ARIZONA SKETCH BOOK: Lillian Wilhelm Smith
arizona sketch book Lillian Wilhelm Smith Artist-Rancher
Lillian Wilhelm Smith came to Arizona to paint. That was fifteen years ago. She is still in Arizona, spending part of her time painting and the rest of her time helping her husband, Jess Smith, operate the Sho-Kay-Ah ranch at the foot of Oak Creek canyon.
Her family, the Wilhelms, were long established as a prominent family in New York. The fancies of Lillian Wilhelm were directed toward painting and sketching, and as so many have done before and after, she came to Arizona to paint.
She first came to the northeastern part of the state, to the Indian country.
Here was the country that challenged her passion for landscapes, this strange, mad country of vista and color of exotic, changing unbelievable color. She became enslaved by the land that she had intended to visit only for a short while, and she has tried faithfully to portray this land. She has been successful and her paintings and her name as an artist have become well known in this state and the east.

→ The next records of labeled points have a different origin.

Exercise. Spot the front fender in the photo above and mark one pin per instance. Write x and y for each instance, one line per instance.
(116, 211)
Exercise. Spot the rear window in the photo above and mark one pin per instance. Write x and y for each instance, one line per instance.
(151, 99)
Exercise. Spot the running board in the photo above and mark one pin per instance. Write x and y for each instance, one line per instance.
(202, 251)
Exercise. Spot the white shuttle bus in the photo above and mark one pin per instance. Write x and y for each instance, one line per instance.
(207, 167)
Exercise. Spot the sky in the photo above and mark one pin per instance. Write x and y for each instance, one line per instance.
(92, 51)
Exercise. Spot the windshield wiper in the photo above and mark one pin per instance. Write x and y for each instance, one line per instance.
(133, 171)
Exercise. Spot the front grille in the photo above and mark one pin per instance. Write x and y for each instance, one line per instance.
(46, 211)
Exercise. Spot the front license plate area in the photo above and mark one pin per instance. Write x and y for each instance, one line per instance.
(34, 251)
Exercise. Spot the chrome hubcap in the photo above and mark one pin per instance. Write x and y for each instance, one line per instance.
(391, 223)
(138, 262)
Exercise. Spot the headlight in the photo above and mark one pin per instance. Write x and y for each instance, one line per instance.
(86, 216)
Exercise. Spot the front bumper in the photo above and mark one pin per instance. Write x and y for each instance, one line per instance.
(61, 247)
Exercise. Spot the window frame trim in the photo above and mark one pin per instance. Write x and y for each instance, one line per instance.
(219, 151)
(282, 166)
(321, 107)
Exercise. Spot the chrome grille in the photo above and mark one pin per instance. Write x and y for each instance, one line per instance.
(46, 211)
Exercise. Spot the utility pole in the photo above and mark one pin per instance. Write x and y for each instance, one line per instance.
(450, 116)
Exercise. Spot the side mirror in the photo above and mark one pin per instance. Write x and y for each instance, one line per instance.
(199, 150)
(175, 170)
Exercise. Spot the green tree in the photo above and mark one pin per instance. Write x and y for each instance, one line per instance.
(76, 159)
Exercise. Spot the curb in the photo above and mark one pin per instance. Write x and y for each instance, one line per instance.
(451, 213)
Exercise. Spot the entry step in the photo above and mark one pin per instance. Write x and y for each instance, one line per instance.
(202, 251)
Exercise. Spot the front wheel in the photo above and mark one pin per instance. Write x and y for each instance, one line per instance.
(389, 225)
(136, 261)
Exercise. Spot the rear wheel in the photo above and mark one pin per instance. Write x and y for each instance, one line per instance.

No part of Arizona and the colorful southwest is a stranger to her. Her panoramas are complete and compelling. She has found herself in lonely canyons, on high plateaus, duelling, as it were, with Nature's spectacular scenic wonders of the southwest, using her brush as a weapon. There is always reflected in her work her own passion for the western scene. Lower Oak Creek canyon, with red, weird mountains, attracted her so strongly that she and her husband settled there and her paintings of that region are some of the finest things that she has done.
The four reproductions, which we present here, are from original paintings used to illustrate two volumes of verse by Lou Ella Archer, “Sonnets of the Southwest,” and “Canyon Shadows.” “Walpi,” “Rainbow Bridge,” “Monument Valley,” and “Apache Trail,” are evidences of the sweeping color in the paintings of Lillian Wilhelm Smith.
If you live in more sombre climes and you have never had the pleasure of visiting Arizona you might doubt the veracity of the colorful portrayals of the artist. We ask you not to doubt until you have seen for yourself.
Such spectacular scenes beggar description. The vivid coloring of portions of Arizona, such as the scenes presented here, will change from hour to hour, day to day, season to season. That is the charm and lure of this western land. Always there is a bright sun blazing forth, forming intense color patterns, sharp and yet subdued, constant and yet interminably changing, almost unbelievable.
And night in this strange land of the west doesn't mean a Holy Power suddenly, abruptly lower-ing a dark, lusterless curtain. Day becomes night in our land gently and beautifully, the dimmed and dancing rays of a departing sun merrily frolicking there in the west, not vanishing until gay lights in the Heavens, called stars, make their appearance. And when such a scene is “Walpi” it truly challenges the artist who might be wandering by.
Lillian Wilhelm Smith has wandered by many lovely places in our land, and has taken many lovely portrayals with her.-R. C.